Suné Woods, Falling to get here
T H E U N S E E N F E S T I V A L
The title of this work, Falling to get here, is based on the idea of the asymptote. The description of a curve, a line whose distance from that curve gets closer and closer to zero as it tends to infinity. Asymptote is also articulated as a not falling together. Woods is interested both in the intensity of this interplay between (absolute) nearness and (untraversable) distance and in what is entailed in the tendency to infinity. These are fruitful terms for the investigation of intimacy, which is a matter of concern not only in what the video represents—the joy and pain of black relation; the political and economic pressure that renders such relation impossible; the miracle of the persistence of such relation in the face of impossibility—but also in the form and practice of representation. Woods is concerned with how sound and image (don’t) go together and with how sounds and images, each in their own realm, are already infused with this (not) going together. To the extent that this whole problematic of going together is Woods’ object and her aim, and is, more generally, our object and our aim, she offers Falling to get here as a contribution to the making and practice of a big, black, experimental band. Writer Fred Moten has made some text and sounds that, rather than functioning as commentary to the video from outside of it, has been been integrated by Woods as a kind of artistic and critical accompaniment in, and sometimes out of, sync with her images.
Video. Color/Sound. 2015.
This film will screen as part of The Unseen Festival at Counterpath on Thursday, September 28, 2017.

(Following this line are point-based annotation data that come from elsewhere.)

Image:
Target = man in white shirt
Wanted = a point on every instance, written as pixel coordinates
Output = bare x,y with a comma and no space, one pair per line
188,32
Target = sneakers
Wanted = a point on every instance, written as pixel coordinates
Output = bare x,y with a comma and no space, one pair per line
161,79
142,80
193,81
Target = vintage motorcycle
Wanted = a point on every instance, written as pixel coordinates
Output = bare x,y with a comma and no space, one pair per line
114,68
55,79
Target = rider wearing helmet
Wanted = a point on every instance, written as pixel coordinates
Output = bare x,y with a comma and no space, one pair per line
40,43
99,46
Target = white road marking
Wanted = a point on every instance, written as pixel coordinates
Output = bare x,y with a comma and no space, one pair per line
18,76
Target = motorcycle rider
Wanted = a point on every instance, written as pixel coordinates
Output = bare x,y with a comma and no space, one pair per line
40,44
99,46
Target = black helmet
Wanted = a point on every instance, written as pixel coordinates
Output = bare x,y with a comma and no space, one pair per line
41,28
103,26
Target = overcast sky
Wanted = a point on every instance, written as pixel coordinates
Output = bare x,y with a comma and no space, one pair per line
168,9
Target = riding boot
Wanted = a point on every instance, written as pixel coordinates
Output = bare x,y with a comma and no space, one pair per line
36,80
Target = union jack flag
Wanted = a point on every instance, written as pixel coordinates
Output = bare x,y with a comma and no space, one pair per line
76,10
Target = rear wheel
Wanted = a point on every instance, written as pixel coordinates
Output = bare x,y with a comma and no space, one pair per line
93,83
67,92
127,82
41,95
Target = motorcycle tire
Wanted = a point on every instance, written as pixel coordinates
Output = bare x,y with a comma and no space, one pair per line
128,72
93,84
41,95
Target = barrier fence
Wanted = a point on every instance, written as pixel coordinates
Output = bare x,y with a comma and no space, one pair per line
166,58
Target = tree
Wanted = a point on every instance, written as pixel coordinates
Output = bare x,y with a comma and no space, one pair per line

Suné Woods is an artist living in Los Angeles. Her work takes the form of multi-channel video installations, photographs, and collage. Woods’ practice examines absences and vulnerabilities within cultural and social histories. She also uses microsomal sites such as family to understand larger sociological phenomenon, imperialist mechanisms, & formations of knowledge. She is interested in how language is emoted, guarded, and translated through the absence/presence of a physical body. She has participated in residencies at Headlands Center of the Arts, Vermont Studio Center, and The Center for Photography at Woodstock. She was in residence at Light Work in 2016. Woods is a recipient of the Visions from the New California initiative.